Wonder if Steve would let Dale post his cabin picture.
If I send a photo of Carlos, would you do a sketch for me?
Donna--sure, but I never said I was good; just willing. People are tought tough tough. But sure.
Donna-I think the more germane question will be ,"Is Carlos willing?"
First heard Bill and the Sorry Muthas at a lightly attended outdoor concert at South Dakota State University in Brookings back in Spring 1971. It was the most fun and memorable concert of my years there. About three years ago, I talked to Bill after a state fair Heritage Square performance and I was surprised that he remembered so much about that particular concert out on the prairie.

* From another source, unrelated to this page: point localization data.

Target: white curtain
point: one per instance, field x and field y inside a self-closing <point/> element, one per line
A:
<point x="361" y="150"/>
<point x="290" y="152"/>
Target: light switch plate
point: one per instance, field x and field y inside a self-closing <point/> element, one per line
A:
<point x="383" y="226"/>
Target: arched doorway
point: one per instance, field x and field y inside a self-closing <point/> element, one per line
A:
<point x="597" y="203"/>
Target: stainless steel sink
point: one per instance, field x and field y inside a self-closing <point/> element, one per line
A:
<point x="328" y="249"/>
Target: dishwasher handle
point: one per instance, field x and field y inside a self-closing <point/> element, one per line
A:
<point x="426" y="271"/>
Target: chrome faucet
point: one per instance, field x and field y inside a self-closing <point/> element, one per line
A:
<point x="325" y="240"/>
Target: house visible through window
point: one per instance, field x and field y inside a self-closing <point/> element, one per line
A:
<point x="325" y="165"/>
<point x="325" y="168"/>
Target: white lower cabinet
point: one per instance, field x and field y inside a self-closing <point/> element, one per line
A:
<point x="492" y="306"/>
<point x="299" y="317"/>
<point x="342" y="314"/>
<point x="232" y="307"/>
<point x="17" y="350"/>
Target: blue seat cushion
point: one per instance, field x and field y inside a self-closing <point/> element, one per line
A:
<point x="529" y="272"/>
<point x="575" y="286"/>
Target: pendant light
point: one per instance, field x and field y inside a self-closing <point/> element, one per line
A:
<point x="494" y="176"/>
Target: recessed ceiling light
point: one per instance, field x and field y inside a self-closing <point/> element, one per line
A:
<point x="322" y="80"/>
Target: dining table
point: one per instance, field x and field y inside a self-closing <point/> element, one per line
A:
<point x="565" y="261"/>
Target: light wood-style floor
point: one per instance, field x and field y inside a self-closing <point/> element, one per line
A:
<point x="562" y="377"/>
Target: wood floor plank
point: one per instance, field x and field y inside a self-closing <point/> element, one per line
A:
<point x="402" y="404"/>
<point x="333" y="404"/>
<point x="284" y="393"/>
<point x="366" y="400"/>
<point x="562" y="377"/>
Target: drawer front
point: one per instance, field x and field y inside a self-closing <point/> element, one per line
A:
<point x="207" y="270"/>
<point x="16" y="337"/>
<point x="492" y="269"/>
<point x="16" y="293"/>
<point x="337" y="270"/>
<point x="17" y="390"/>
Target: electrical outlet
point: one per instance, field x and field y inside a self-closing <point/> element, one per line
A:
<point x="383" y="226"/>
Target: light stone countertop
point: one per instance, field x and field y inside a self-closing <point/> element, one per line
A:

Weird -- I remember the Sorry Muthas. My oldest sister had their Volume III album (which I think was their only album -- the volume 3 thing was a joke as I remember). I still remember a couple of the songs ... "Give me a train with an all night bar, wherever I go it won't be too far./Come on and rock me to sleep in a Pullman Car, I'm going to ride those trains again."
Fun stuff ...
I'll just have to take a picture of C-man while he's sleeping. He sleeps like a log so it'll be a cinch to scotch tape his eyes open.
Beth-Ann--aren't you curious what she is going to come up with? She no doubt pictures Guy Williams. I will draw Henry Calvin.
Way off topic, but the Sorry Mothas reminded me of a guy I knew named Bruce Purucker, who was of course nicknamed "Mother."